Feast Your Eyes, Myla Goldberg
I
got so sucked into this book, I could hardly bear to to put it down. An
incredible story about women, art, motherhood, ambition, and friendship. It’s told
in the form of an exhibition catalogue, and the description of the
photographs, and the way they are woven into the story, is so ingenious. I had a good long cry at the end, and just seeing the cover, I still feel a glimmer of that cathartic feeling. It is spectacular.
Birth Chart, Rachel Feder
If you were to make a Venn diagram of this book's various interests — motherhood, astrology, Romantic and Modernist literature, forgotten 90s hits — I would be right there at the middle of it. Plus, I'm friends with a lot of the author's friends who make occasional guest appearances. Which is to say, I am, like, the perfect target audience for this book, so OF COURSE I loved it. I loved it so much that I don't know if you will love it too, though I really think it is wonderfully creative, mesmerizing poetry. But if you're trying to decide whether it's right for you, you can start by
following Rachel Feder on Twitter: you'll be convinced.

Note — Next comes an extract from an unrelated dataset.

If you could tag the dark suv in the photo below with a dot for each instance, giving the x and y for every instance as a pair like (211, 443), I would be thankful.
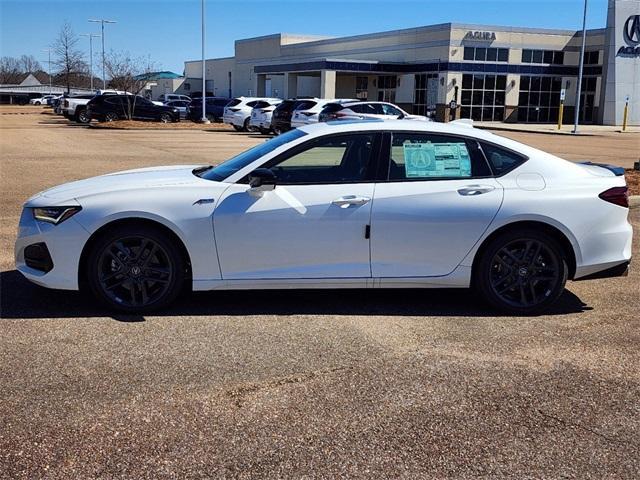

A Little Annihilation, Anna Janko
Homie, Danez Smith
Beautiful, tender, funny, moving.
Exciting Times, Naoise Dolan
This novel could almost have been co-written by Sally Rooney and Caitriona Lally, it seemed like such a perfect blend of their sensibilities. Is this an Irish Millenials thing? I don't usually make generalizations like that, but I do wonder, a little bit. What I really want to think about, and hopefully will at some point, is the interconnection between avowed Marxist ideals and the resistance to bourgeois heteronormative marriage plots, because there's something really interesting going on there.
But anyhow. This novel follows the adventures of a young Irish woman who is teaching (British) English in Hong Kong, particularly her romantic entanglements with a British banker (male) and a Hong Kong lawyer (female). It wears its politics on its sleeves, and I couldn't quite decide how I felt about that — they were so closely aligned to my own that I couldn't help but enjoy it a little, even as I also felt somewhat wary of the way they were so openly presented. But given how much time I spend thinking about politics, or discussing them with my friends, why wouldn't characters in novels do the same? Sometimes realism is weird.